In the light of the eurozone financial crisis and the billions of euros of aid being paid out by Germany, Merkel said on Tuesday evening her reservations were not only about the need to avoid increasing debt.

“It is also about not being able to retire earlier in countries such as Greece, Spain, Portugal than in Germany, instead everyone should try a little bit to make the same efforts – that is important,” she said at a political event for her conservative Christian Democrats in the state of North Rhine-Westphalia.

The official German retirement age is in the process of being raised from 65 to 67 in order to keep more people in work and paying taxes, for longer. German employees are entitled to at least 20 days holiday a year.

“We cannot have a (common) currency and one gets lots of holiday and the other very little. That does not fit together in the long term,” she said.
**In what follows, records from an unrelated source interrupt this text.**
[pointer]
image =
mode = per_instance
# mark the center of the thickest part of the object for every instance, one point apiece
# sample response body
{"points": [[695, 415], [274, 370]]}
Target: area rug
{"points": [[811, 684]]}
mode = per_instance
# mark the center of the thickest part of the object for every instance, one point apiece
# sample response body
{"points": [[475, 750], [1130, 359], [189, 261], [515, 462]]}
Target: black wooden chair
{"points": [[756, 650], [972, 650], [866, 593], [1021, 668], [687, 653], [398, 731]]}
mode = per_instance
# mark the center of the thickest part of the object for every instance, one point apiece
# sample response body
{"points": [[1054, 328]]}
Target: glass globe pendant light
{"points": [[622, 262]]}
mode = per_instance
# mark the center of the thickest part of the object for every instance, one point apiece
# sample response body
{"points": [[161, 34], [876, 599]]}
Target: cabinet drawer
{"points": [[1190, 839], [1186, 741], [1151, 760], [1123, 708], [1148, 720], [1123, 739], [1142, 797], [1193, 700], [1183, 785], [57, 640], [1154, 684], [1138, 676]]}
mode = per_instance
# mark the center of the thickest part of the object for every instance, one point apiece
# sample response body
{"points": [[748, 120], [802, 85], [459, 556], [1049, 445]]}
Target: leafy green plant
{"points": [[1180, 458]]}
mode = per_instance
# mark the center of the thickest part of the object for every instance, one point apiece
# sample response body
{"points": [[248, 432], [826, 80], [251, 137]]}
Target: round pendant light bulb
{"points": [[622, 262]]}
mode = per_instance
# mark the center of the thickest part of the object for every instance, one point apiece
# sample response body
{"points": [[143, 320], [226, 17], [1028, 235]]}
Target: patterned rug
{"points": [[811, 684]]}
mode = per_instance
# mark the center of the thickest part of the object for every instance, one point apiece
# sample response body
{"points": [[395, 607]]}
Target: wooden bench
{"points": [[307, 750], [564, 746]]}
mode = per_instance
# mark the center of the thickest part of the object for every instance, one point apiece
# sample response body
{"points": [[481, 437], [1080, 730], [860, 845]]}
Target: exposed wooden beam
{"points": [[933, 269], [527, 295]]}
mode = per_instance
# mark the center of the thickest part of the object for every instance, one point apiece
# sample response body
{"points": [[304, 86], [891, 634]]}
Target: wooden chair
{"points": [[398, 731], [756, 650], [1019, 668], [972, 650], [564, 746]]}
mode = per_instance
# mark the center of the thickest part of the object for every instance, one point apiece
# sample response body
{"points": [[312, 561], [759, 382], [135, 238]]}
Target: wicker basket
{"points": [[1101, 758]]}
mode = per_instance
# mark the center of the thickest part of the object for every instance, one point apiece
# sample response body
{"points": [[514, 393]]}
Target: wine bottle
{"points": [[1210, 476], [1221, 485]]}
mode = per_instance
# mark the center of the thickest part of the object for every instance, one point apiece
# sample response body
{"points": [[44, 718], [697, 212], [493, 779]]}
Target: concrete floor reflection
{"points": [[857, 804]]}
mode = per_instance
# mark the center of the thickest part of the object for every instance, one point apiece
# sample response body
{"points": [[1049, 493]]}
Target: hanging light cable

The current Greek retirement age of mid- to late-50s is to be raised to 65 for men this summer as part of a package of changes to be introduced by the government this year.

Merkel made it clear she expected Greece and the other struggling eurozone countries to redouble their effort.

“Of course we want the euro, and of course we do not want (any country) to go bust, so to say, and that we are all pulled down. We cannot simply show solidarity and say these countries should simply continue as before.

“Yes Germany will help but Germany will only help when the others try. And that must be clear,” she said.

Merkel received a report on the potential economic effects of raising the German retirement age to 68 and 69 on Wednesday and said suggestions based upon it would be made in the autumn.